Report 2.1 - Justice and Guilt in AIM
Yes please revise the report
Report 2.1: Justice and Guilt in AIM (Revised)
1. EXECUTIVE SUMMARY
Redesigning justice systems using the AIM (Appetites, Intrinsic Motivation, Mimetic Desire) Framework transforms justice from retributive and deterrence models to restorative, source-specific interventions focused on restoring needs. Under AIM, imprisonment is reserved exclusively for cases where the offender presents a demonstrable ongoing threat to public safety and cannot be safely reintegrated through restoration of appetites (A), enablement of intrinsic motivation (I), or containment of mimetic drives (M). Most criminal behaviour reflects:
- A Deprivation: Unmet physiological needs (e.g., food, shelter, healthcare)

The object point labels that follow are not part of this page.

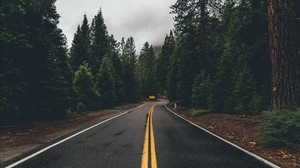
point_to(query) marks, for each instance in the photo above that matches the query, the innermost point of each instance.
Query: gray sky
(144, 20)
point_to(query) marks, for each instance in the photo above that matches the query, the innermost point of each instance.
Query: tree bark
(285, 59)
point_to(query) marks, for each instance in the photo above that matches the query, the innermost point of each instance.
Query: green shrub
(81, 107)
(281, 129)
(198, 112)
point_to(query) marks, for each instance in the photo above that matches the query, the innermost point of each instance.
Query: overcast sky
(144, 20)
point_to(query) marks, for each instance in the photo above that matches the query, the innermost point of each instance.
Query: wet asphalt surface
(119, 143)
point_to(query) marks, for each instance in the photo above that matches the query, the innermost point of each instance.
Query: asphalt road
(120, 142)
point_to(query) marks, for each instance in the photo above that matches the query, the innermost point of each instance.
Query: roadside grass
(199, 112)
(281, 129)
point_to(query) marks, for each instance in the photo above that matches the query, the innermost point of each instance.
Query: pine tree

- I Suppression: Blocked pathways for autonomy and agency
- M Escalation: Status-seeking or rivalry triggers
Current systems conflate these drivers, responding with uniform punishment. The AIM approach restores victims and offenders by addressing root causes, reserving custodial sentences for genuine public protection needs, not for punishment or symbolic deterrence.
2. PROBLEM FRAMING THROUGH A/I/M
Traditional justice frames guilt as a binary moral/legal transgression met with automatic punishment, often imprisonment. AIM reframes:
- Theft from hunger (A): Needs food security, not prison.

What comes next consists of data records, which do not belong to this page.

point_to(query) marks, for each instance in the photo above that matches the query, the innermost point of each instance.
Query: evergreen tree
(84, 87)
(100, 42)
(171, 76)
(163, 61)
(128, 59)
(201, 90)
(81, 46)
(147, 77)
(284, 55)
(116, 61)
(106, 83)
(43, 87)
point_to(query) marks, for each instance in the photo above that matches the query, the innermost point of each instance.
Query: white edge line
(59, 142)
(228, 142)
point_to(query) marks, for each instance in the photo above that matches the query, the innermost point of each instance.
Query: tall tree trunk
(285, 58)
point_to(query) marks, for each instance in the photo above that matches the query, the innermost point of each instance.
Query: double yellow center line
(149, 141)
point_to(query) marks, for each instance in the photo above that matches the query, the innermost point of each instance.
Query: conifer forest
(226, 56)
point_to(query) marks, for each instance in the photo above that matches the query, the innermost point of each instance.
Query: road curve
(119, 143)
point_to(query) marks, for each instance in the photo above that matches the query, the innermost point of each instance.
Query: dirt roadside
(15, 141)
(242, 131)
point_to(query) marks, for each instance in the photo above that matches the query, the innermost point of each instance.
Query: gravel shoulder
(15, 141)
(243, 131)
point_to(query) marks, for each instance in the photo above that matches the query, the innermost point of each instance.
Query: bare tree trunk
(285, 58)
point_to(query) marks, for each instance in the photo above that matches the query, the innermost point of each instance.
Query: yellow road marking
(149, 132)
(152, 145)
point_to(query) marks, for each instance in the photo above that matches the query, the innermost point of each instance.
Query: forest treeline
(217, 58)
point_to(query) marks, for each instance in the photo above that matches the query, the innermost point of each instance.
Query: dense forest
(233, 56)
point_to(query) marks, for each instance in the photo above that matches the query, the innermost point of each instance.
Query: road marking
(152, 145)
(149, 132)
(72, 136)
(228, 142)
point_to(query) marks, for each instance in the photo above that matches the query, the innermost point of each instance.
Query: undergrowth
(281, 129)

- Violence from blocked autonomy (I): Needs capability building—education and agency, not humiliation.
- Status crimes (M): Require audience removal—private proceedings avoid glorification.
Custodial sentences are strictly limited to cases where public safety cannot be assured by restorative intervention, ensuring that institutionalisation is not used as a default or a form of "punishment-as-theater," which otherwise amplifies mimetic escalation and trauma.
3. CORE MECHANISMS AND EQUATIONS
AIM-Based Justice Mechanisms:
- Audience Removal: Court proceedings are private to limit mimetic amplification.
- Source Diagnosis: Pre-sentence assessment identifies A, I, or M as the driver.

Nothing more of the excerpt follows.